En parlant d’humanité, on évoque très souvent l’architecte, mais qui est l’homme derrière le nom d’Étienne Gaboury? Roger Léveillé ne prétend pas le connaître dans l’intime, mais a décelé quelqu’un d’une grande sensibilité. « C’est un être sensible, pensif, très cultivé. Il aime la littérature du Manitoba français. Étienne Gaboury est quelqu’un de discret, sans aucune ostentation chez lui. Mais sûr de lui-même en même temps. Il dit toujours que son épouse, Claire, l’a appuyé toute sa vie. 

« La famille Gaboury est très douée. Notamment sa fille, Lise, en littérature, et sa petite-fille aussi, Anna Binta Diallo, est une excellente artiste. Lui et son épouse, Claire Breton-Gaboury, céramiste, ont laissé beaucoup de traces esthétiques dans la communauté. »

| De Saint-Boniface à l’international

L’oeuvre d’Étienne Gaboury a teinté tout Saint-Boniface, Winnipeg et le Manitoba. Il suffit de regarder autour de soi. « La face visible de la communauté franco-manitobaine moderne, c’est bien l’architecture d’Étienne Gaboury. Parce qu’on la voit partout, même en région rurale. C’est un legs qu’il nous donne. C’est pourquoi bien d’autres et moi-même, on a lutté pour que le poste de police et le Carré civique soient maintenus dans leur intégrité architecturale. Cela demeure un des seuls exemples existants de ce qu’on appelle une architecture brutaliste. C’est un lieu hautement symbolique, à bien des égards.

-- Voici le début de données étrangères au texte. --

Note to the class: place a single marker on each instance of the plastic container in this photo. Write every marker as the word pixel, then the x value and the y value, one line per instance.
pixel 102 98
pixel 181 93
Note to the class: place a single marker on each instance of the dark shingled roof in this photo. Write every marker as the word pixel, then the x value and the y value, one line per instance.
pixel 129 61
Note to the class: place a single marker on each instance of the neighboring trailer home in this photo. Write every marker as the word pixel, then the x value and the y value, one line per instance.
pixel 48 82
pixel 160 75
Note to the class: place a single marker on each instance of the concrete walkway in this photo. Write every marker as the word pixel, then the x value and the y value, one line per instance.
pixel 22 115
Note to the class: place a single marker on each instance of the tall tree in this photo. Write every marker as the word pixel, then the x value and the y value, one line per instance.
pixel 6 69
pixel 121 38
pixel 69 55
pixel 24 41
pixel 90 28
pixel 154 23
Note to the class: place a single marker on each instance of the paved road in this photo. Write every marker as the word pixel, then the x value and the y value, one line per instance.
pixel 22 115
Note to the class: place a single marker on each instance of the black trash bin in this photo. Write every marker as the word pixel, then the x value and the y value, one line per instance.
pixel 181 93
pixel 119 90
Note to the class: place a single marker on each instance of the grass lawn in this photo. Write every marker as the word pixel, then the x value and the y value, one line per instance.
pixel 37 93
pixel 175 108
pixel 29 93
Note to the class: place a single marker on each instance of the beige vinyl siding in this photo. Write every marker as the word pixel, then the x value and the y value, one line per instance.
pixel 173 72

Église du Précieux-Sang. (photo : Marta Guerrero)

« Étienne Gaboury est reconnu à tel point que de grands architectes américains sont venus à l’Université du Manitoba pour ses conférences. Je sais qu’on le contactait régulièrement par rapport à la conception de son église du Précieux-Sang, inspirée de l’esprit de Ronchamp (1). Ça reprend l’esprit de l’hélice qui tourne. Ça finit par évoquer un peu le tipi autochtone. Ce lieu est plein de symbolisme.

« Et puis, il a construit l’Ambassade du Canada au Mexique. Ça veut dire que cet architecte a une compréhension de ce que peut représenter le Canada. C’est pour dire toute la dextérité et l’utilité de la pensée de cet architecte. »

L’ambassade du Canada à Mexico inaugurée en 1982. (photo : Archives de la Société historique de Saint-Boniface)

Tout au long de sa carrière Étienne Gaboury a travaillé sur plus de 900 projets architecturaux, que ce soit au Manitoba (Saint-Boniface, Winnipeg et dans les municipalités rurales bilingues) et au Mexique, mais aussi en Saskatchewan, aux États-Unis, en Afrique (Côte d’Ivoire, Ghana, Niger), en Asie (Cambodge, Chine, Japon, ou encore en Europe (Espagne, Finlande).

(1) Évocation de la chapelle Notre-Dame-du-Haut, à Ronchamp (France), conçue par l’architecte Le Corbusier, qui a été une grande influence dans le travail d’Étienne Gaboury.